И словно дала команду легионерам к разграблению города. Вслед за «училкой» и толстяк-«подросток», и седовласый старик, и Старший набросились на еду, словно голодали не меньше недели. Ореховый торт исчез (хоть в это и сложно поверить) буквально за пару секунд, кебаб из баранины подвергся растерзанию одновременно четырьмя ножами, стук лезвий по тарелке – и на фарфоровой поверхности осталось лишь немного мясного сока с одинокой веточкой петрушки. Та же судьба постигла уничтоженный до молекулы салат из осьминога, а цыплёнок в сливочном соусе на кеци пропал без вести, не оставив даже костей и хрящей – они канули в желудках собравшейся за столом братии. Гости уже не чокались, просто хлестали всё подряд, залпом: французское вино, грузинскую чачу, армянский коньяк, впадая в полное озверение. Никто больше не по-дворянски – церемонно, оттопырив пальчики… Они насыщались подобно стае голодных гиен у трупа антилопы. Через десять минут стол напоминал поле Куликовской битвы – залитый красным и усыпанный костями.

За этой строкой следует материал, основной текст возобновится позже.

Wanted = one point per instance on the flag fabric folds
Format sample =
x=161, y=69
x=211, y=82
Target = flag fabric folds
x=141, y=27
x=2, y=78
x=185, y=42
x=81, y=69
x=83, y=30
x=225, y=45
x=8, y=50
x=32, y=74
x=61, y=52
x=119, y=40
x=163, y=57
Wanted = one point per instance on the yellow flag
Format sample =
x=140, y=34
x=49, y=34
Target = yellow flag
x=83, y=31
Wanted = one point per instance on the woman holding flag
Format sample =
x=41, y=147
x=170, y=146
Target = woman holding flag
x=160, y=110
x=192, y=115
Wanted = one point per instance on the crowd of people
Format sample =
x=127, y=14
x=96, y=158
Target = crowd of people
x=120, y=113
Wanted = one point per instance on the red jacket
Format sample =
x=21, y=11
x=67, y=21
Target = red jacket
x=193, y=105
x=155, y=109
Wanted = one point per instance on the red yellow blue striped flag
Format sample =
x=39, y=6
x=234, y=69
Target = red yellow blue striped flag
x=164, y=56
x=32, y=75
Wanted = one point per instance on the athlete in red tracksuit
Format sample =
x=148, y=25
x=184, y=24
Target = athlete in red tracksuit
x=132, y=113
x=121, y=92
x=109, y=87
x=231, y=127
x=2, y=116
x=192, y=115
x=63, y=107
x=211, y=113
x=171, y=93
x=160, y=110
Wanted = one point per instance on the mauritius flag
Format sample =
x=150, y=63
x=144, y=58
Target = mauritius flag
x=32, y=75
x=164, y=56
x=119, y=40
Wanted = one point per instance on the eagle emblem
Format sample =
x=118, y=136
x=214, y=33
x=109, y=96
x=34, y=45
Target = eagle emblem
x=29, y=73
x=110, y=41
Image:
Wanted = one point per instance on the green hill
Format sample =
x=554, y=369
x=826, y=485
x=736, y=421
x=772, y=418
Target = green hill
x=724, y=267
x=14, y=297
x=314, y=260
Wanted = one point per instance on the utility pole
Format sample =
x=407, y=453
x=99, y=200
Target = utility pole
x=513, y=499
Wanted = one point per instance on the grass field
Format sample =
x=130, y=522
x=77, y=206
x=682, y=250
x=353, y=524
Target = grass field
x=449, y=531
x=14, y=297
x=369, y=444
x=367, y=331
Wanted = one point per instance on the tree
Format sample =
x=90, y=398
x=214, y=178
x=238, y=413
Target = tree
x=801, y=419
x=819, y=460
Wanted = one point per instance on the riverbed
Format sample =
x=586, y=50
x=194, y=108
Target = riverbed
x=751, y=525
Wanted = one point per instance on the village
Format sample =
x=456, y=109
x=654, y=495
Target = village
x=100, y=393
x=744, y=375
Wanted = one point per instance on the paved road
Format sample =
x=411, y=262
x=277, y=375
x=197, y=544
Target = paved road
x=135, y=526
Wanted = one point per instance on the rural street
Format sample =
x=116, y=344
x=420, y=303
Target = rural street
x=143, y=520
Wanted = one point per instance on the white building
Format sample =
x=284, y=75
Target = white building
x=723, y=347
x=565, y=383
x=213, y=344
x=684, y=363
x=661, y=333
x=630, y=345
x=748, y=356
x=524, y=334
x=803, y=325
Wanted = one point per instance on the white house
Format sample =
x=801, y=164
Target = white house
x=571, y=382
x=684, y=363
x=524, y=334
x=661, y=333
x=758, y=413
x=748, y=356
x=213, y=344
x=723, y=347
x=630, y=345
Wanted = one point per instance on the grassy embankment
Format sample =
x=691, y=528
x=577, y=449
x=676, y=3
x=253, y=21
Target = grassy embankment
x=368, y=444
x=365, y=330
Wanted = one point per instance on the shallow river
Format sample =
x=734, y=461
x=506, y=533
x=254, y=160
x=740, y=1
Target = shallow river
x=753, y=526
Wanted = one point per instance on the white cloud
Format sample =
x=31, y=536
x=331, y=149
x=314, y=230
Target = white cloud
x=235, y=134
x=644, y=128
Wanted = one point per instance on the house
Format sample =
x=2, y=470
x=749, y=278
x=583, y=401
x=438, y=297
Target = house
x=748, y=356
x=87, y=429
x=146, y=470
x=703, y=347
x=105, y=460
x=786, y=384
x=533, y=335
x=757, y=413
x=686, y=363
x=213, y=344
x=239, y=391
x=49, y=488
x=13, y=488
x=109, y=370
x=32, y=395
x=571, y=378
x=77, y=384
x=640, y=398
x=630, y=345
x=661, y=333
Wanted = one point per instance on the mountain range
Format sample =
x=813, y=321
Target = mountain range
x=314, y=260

Сотрапезники откинулись на спинки стульев, тяжело дыша.
– Но разве люди смогут существовать без нас? – осторожно спросила женщина.
Старший перевел на неё взгляд. С лоснящимися от жира губами, запачканными соусом пальцами и растрепавшейся причёской дама уже не казалась утончённой строгой леди. Его чуть подташнивало от съеденного, клонило в сон. Коллега озвучила мысль, глодавшую мозг последние несколько часов. Да, как это возможно? Догадка брезжила в глубине души, и Старшему не хотелось признаваться в игнорировании очевидного факта. Он открыл рот, чтобы озвучить ответ, и на подбородок выплеснулся темно-багровый сгусток. Человек осел на колени, схватившись за край стола. Дед-«подросток», зашатавшись, рухнул на скатерть прямо, как телеграфный столб, – голова его расколола сразу две тарелки, кровь из носа и ушей смешалась с оливковым маслом. Седовласый джентльмен, жалобно повизгивая, как поросёнок, неловко сползал со стула, подёргивая обеими ногами. Женщина с трудом сделала три шага к двери, не забыв прихватить сумочку… Каблук подломился, она свалилась на паркет и с воем вцепилась ногтями себе в лицо. Яд, подложенный в еду, подействовал одновременно, как и планировал Старший. Угасающее сознание, будто в старом, просмотренном ещё в юношестве кинофильме, услужливо продемонстрировало: вот, отослав официанта и тщательно заперев кабинет, он достаёт из кармана пиджака флакончик… Осторожно, маленькими дозами сыплет порошок в оливковое масло и соус… завинчивает крышку. Старший даже не противится желанию всех убить – так и должно быть, он обязан это сделать… У него приказ, особое предназначение… За несколько секунд до смерти он вдруг понял – почему они умирают. И что дальше будет с людьми. Очень ярко и абсолютно чётко, в деталях. Ему страшно захотелось поделиться новостью с соратниками – но они его не слышат, а язык не ворочался, распухнув на весь рот и почернев от яда.
Жизнь кончилась вспышкой тьмы, словно кто-то выключил телевизор.
Глава 10Цезарь
(снова лечебница на Загородном шоссе, почти под утро)
…Добрый вечер. Точнее, ночь. Сегодня по плану у нас общение с новым интересным пациентом. Так забавно, парень поступил всего пару часов назад. Начало весьма стандартное. Кричал, угрожал, приказывал… Закончилось тоже банально, само собой. Невзирая на крутизну (а ростом-то метр с нимбом), с усердием привязали ремнями к кровати, затем пара уколов… и всё, лежит, болезный, мычит, смотрит сквозь стены мутным взглядом, слюну на подушку выпускает. Знаете, это смешно. Я и в прежние времена наблюдал моменты, как успешный торговец, толстый сенатор в белоснежной тоге или владелец арены с гладиаторами за доли секунды опускается до полного животного состояния, превращается в безумца, которому только и место в здешнем заведении.